Melting The Snowe Queen

At CPAC, Tea Party Express leaders announced their top "target" is ridding the Senate of Maine's Olympia Snowe in 2012.  Only one problem:  they can't agree on anyone in the Pine Tree State to run against the popular politician.

The conservative group, arguably the most organized and best funded campaign tool in the tea party movement, announced Thursday afternoon that it plans to fight the moderate Republican’s 2012 re-election effort. Snowe enjoys tremendous popularity across the political spectrum in her home state, but she has irritated Maine’s small and disjointed tea party movement for her willingness to work with Democrats.
Pine Tree State conservatives have already dubbed “Snowe removal” a top priority for 2012, when Maine’s senior Senator will seek her fourth term. But they have struggled to rally around a single challenger.

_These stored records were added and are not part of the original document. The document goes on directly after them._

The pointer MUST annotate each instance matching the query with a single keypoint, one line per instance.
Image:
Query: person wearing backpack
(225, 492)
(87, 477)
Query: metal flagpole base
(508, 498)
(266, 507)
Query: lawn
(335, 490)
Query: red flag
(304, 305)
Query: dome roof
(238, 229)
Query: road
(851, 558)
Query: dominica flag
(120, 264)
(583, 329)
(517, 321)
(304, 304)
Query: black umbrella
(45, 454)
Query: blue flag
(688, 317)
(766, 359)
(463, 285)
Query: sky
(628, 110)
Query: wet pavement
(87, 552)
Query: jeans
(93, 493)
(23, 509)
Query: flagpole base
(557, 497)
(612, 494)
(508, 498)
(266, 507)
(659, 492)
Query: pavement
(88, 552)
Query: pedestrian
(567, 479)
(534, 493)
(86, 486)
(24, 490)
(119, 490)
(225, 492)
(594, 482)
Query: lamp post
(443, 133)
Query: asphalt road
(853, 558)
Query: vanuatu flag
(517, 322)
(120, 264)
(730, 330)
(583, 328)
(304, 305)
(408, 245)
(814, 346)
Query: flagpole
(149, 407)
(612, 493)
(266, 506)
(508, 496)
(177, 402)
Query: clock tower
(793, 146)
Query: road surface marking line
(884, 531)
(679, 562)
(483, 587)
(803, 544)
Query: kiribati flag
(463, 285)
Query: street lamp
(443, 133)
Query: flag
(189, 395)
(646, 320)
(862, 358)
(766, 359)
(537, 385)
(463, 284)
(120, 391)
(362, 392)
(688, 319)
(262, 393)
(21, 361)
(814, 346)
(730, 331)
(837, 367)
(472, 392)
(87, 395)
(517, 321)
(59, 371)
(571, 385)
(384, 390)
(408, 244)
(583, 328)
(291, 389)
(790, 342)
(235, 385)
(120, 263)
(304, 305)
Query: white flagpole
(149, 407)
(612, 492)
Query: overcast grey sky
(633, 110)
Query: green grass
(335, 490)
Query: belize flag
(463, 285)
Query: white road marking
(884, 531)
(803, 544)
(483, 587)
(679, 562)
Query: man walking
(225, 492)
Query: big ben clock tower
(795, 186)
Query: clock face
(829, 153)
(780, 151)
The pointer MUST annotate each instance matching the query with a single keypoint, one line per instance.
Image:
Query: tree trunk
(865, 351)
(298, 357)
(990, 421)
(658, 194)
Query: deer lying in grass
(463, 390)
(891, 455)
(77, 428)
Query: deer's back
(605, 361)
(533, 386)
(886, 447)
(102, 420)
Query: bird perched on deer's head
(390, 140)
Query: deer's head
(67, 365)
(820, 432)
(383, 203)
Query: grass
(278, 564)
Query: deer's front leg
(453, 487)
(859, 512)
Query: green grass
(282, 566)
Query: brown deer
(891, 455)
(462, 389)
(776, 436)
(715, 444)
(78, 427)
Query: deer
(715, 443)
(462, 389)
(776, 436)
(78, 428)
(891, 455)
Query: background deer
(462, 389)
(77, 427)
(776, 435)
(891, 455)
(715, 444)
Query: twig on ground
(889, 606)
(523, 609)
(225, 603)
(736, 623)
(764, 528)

“Olympia Snowe dishonors the notion that the Republican Party is supposed to be the fiscally conservative, constitutionalist political party in America,” Tea Party Express Chairwoman Amy Kremer said in a statement.

“She voted for the bailouts, the failed stimulus plan, the repeal of tax cuts and showed her disdain for the constitution by voting in favor of the nominations of Elena Kagan and Sonia Sotamayer to the Supreme Court,” Kremer said in the statement, which misspelled Sotomayor’s last name.

Snowe’s chief of staff, John Richter, countered that the Tea Party Express was “obviously ... totally unfamiliar with her record on fiscal responsibility.”

“The idea that Senator Snowe dishonors the notion that Republicans are the fiscally conservative party is absurd,” he wrote to Roll Call on Thursday, listing her effort in 2001 to preserve federal surpluses and pay down the national debt, as well as her support for a balanced budget amendment to the Constitution.


Mainers are pretty laid back folks, and going after Snowe too hard is likely to backfire.  At the same time, there's a very good chance that millions of dollars from outside the state will flood into the primary to unseat her.  On the gripping hand, ask Alaska's Joe Miller how that turns out in the end sometimes.

My question is that there has to be a moderate Democrat that can win in Maine against a Tea Party winger, so where are they and what are Maine Democrats doing to prepare for the opportunity?